Aggiornarla per effetto dell’incidenza delle nuove tecnologie? Certo, ma non come ha fatto il Governo, che la ha mantenuta per i controlli con telecamere, mentre la ha sostanzialmente cancellata per i controlli sui lavoratori effettuati raccogliendo i dati relativi all’uso di computer, telefoni cellulari, iPhone, iPad. La logica avrebbe voluto che le antiche garanzie fossero estese alle nuove tecnologie, assai più invasive di quelle passate perché consentono una sorveglianza continua su ogni mossa del singolo lavoratore, così legato da una sorta di guinzaglio elettronico a chi vuole controllarlo.
Con una singolare, e rivelatrice, schizofrenia istituzionale, mentre la sfera personale dei lavoratori viene assoggettata ad una assoluta trasparenza, si vuol far diventare opaca la sfera personale delle persone intercettate. Intendiamoci. La tutela di persone estranee all’oggetto delle intercettazioni merita d’essere tutelata, a condizione però che tutto questo non determini una compressione del diritto costituzionale all’informazione sul suo duplice versante, quello di chi informa e quello di chi deve essere informato.
Non dimentichiamo che il codice sull’attività giornalistica, a suo tempo approvato dal Garante per la privacy, prevede che le informazioni riguardanti le figure pubbliche sono tutelate solo se non hanno “alcun rilievo” per l’informazione dei cittadini. Questo è un criterio di carattere generale, che ha come fine la possibilità di esercitare un controllo diffuso sia su chi ha responsabilità e ruoli pubblici, e per ciò non può pretendere coperture di segretezza, sia su chi è chiamato a dare un seguito alle informazioni raccolte, magistrati compresi. Inoltre, le modalità di selezione delle informazioni prodotte possono incidere sul diritto di difesa, precludendo l’accesso a materiali che le parti potrebbero ritenere necessari appunto per le strategie difensive.

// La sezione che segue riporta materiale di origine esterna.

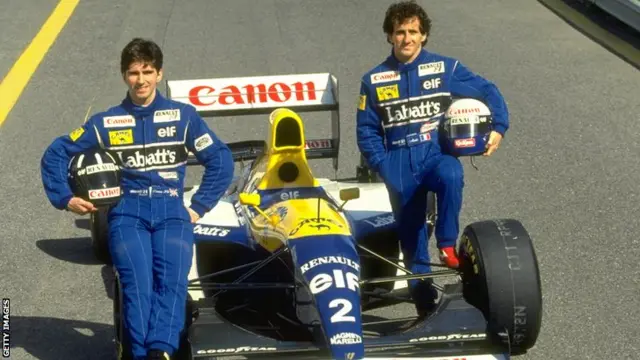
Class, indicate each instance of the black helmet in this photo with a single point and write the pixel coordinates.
(94, 175)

La garanzia di tutti questi diritti fondamentali viene sottratta non solo alla competenza diretta del parlamento ma, chiusa come sarà in una commissione ministeriale, pure allo sguardo dell’opinione pubblica, alla quale viene sottratta la possibilità di seguire il modo in cui si inciderà su quei diritti e di contribuire beneficamente ad una migliore disciplina. Si deve poi aggiungere che, come molti hanno sottolineato, la delega presenta oscurità e lacune tali da configurare, dietro l’apparenza delle precisazioni, un’attribuzione di larga discrezionalità a chi dovrà attuarla.
Saggezza vorrebbe che si interrompesse un procedimento legislativo così contorto e pericoloso. Si stralci al Senato la parte sulle intercettazioni e si restituisca al Parlamento il pieno potere di legiferare e all’opinione pubblica quello di far sentire la sua voce.